Sebagai komunitas yang berfokus ke pencegahan penyalahgunaan napza, Komunitas Gerakan Jauhi Bahaya Napza dan Rokok (Rajabandar) UGM mengadakan seminar dengan tema “ Anak: Pelaku atau Korban Penyalahgunaan Napza”. Seminar yang dilaksanakan di Auditorium Fakultas Peternakan UGM pada Kamis (3/5) ini menghadirkan empat pembicara yang terdiri dari psikolog, kepolisian, dokter, serta mahasiswa yang aktif dalam komunitas senada.

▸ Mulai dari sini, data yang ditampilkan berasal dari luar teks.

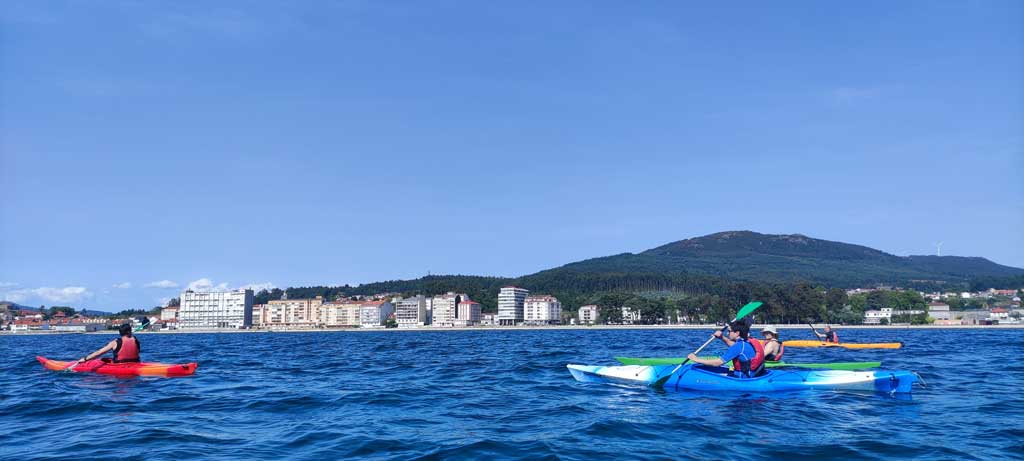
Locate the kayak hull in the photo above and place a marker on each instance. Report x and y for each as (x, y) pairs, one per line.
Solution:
(123, 370)
(832, 366)
(698, 377)
(848, 345)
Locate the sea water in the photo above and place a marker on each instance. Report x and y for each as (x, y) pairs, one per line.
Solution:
(498, 394)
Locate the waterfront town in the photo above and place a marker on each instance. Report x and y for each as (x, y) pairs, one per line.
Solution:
(198, 310)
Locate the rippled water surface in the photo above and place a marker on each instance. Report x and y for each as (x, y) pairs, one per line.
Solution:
(497, 394)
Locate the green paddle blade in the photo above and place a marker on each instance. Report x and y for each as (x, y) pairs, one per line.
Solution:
(748, 309)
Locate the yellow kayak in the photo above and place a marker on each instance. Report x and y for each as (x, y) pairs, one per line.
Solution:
(849, 345)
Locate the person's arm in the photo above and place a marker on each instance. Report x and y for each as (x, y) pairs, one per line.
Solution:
(728, 342)
(717, 362)
(110, 346)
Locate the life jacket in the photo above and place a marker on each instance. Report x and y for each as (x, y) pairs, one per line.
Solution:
(758, 363)
(752, 367)
(777, 355)
(126, 350)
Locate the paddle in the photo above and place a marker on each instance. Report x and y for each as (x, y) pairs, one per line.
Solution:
(743, 311)
(143, 325)
(69, 368)
(813, 330)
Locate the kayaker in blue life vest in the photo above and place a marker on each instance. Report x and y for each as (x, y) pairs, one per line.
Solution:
(126, 348)
(828, 336)
(740, 351)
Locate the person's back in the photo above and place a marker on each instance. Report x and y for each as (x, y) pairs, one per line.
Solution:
(773, 347)
(830, 335)
(126, 347)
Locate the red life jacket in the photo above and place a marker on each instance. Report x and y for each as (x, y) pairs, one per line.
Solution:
(754, 366)
(778, 355)
(127, 349)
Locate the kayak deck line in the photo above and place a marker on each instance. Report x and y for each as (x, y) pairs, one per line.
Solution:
(829, 366)
(848, 345)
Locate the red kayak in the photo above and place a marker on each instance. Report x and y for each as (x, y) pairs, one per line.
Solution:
(104, 367)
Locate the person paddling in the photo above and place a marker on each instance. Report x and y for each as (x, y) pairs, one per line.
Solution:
(126, 348)
(773, 347)
(748, 361)
(828, 336)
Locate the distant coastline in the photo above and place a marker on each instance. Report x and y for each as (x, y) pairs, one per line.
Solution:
(531, 328)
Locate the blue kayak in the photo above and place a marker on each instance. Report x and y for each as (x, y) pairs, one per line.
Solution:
(700, 377)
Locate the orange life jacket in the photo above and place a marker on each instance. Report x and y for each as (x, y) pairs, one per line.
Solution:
(127, 349)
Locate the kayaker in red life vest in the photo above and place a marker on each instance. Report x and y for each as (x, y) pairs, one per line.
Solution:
(126, 348)
(747, 353)
(773, 347)
(828, 336)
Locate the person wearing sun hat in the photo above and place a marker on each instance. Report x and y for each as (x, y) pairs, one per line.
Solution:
(773, 347)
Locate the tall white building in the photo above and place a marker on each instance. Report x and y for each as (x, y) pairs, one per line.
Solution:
(470, 313)
(291, 312)
(510, 305)
(588, 315)
(542, 309)
(411, 312)
(445, 308)
(373, 313)
(215, 309)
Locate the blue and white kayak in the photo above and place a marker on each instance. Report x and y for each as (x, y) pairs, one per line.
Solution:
(699, 377)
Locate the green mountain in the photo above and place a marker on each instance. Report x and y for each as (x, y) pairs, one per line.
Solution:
(728, 264)
(745, 255)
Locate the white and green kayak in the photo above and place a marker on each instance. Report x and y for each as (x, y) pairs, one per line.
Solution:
(680, 360)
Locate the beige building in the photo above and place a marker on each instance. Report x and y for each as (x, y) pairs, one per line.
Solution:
(411, 312)
(469, 313)
(341, 313)
(542, 309)
(215, 309)
(445, 308)
(510, 305)
(167, 313)
(291, 312)
(588, 315)
(374, 313)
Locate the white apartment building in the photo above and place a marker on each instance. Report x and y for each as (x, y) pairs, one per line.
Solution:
(875, 317)
(542, 309)
(445, 308)
(342, 313)
(411, 312)
(510, 305)
(291, 312)
(630, 316)
(215, 309)
(588, 315)
(167, 313)
(470, 313)
(373, 313)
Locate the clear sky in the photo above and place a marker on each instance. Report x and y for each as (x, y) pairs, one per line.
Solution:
(148, 145)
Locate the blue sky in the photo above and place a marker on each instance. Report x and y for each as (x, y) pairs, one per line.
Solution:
(145, 147)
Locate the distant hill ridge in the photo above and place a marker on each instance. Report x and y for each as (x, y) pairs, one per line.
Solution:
(753, 256)
(715, 264)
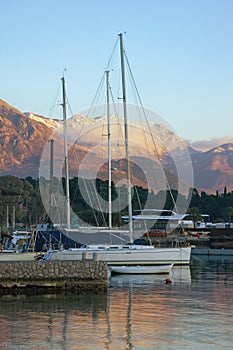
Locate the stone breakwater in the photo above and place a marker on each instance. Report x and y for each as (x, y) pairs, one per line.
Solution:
(35, 277)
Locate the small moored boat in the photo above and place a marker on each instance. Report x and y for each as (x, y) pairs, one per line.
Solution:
(141, 269)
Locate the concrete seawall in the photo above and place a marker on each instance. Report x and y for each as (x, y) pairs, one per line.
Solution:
(52, 276)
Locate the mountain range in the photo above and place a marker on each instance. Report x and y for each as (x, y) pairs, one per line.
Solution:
(24, 139)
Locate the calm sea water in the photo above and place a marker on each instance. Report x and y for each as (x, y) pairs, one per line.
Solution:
(195, 311)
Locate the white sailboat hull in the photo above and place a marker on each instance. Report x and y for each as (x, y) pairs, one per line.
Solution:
(126, 255)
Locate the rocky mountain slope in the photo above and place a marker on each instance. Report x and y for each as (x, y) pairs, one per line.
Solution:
(24, 137)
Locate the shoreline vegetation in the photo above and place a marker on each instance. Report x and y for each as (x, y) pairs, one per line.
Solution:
(21, 202)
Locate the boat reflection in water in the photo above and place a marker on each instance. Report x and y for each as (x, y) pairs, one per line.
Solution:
(177, 275)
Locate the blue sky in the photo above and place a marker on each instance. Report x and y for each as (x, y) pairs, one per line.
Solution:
(181, 54)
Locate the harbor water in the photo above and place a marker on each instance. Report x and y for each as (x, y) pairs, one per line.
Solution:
(137, 312)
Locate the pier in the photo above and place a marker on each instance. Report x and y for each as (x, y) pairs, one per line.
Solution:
(38, 277)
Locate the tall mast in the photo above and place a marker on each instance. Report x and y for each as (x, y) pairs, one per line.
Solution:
(126, 138)
(109, 156)
(66, 154)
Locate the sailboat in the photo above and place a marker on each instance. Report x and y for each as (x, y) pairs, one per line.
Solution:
(121, 254)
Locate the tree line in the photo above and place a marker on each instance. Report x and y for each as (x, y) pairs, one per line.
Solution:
(21, 202)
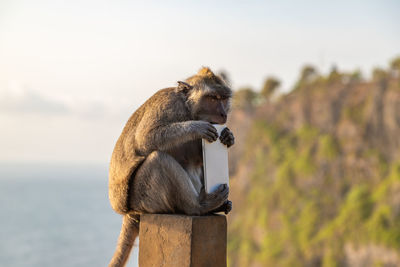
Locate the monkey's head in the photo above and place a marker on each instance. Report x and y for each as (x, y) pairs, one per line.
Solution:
(207, 96)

Menurut Idei Khurnia Swati, S.Psi., M.Psi., psikolog sekaligus dosen di Fakultas Psikologi UGM, faktor protektif dan risiko anak pada kasus penyalahgunaan napza merupakan hal yang penting untuk diketahui. Ia mengatakan bahwa kedua faktor ini saling mempengaruhi dan muncul pada konteks yang beragam. “Semakin tinggi faktor protektif, maka faktor risiko akan menurun. Oleh karena itu, semakin kita memahami interaksi antara kedua faktor ini, nantinya kita bisa mempersiapkan intervensi yang tepat,” ungkapnya.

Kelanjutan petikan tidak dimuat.